André Juan de Oliveira Cerdan, de 30 anos, foi preso em flagrante na terça-feira (8) em Ramilândia, localizado no Oeste do Paraná, após confessar que matou sua filha, Rebeca Yasmin Cerdan, de 5 anos. A criança foi encontrada sem vida na residência dos avós paternos, onde estava dormindo. O crime ocorreu enquanto os avós da menina estavam fora de casa para fazer compras.
Durante o interrogatório, André admitiu ter estrangulado a filha com as próprias mãos, alegando que sua intenção era atingir a mãe da criança. O caso está sendo investigado como um possível vicaricídio, termo que se refere ao assassinato de uma pessoa próxima a uma mulher para provocar sofrimento ou controle sobre ela.
Os avós de Rebeca retornaram para casa cerca de uma hora e meia após saírem e encontraram a neta caída no chão de um dos quartos, sem sinais de vida. Uma equipe de saúde foi chamada ao local, mas apenas confirmou o óbito. Naquele momento, a mãe da menina estava em seu trabalho.
A Polícia Militar foi acionada e, ao chegar à residência, encontrou André ainda no imóvel, onde estava escondido. Ele não ofereceu resistência à prisão.

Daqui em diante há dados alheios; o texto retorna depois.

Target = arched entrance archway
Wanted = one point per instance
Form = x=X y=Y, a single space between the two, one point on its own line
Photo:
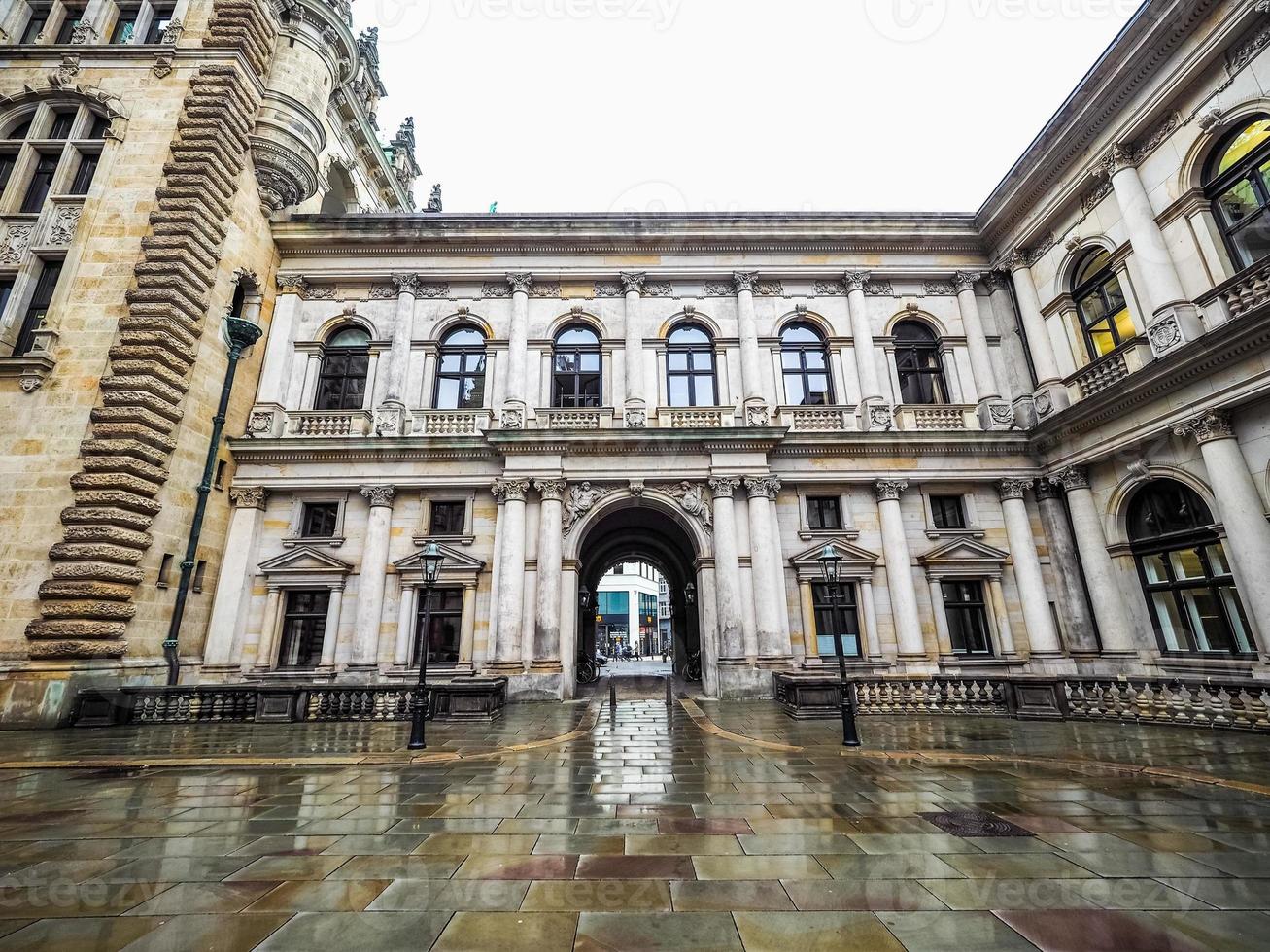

A Polícia Civil do Paraná (PCPR) informou que o suspeito apresentava comportamento alterado e havia passado a noite e a madrugada sem dormir. Durante o interrogatório, ele revelou que havia consumido cocaína e maconha.
Após a morte da filha, André também fez declarações de caráter religioso, afirmando repetidamente: "Foi o demônio". Na delegacia, ele declarou que "a droga destrói a família", o que levanta questões sobre sua saúde mental e o estado em que se encontrava no momento do crime.
Com base nas evidências reunidas até o momento, André foi autuado por vicaricídio, crime que pode resultar em pena de 20 a 40 anos de reclusão, podendo ser aumentada de um terço até a metade. Ele foi transferido por volta das 18h30 para a Penitenciária de Medianeira, onde permanece à disposição da Justiça.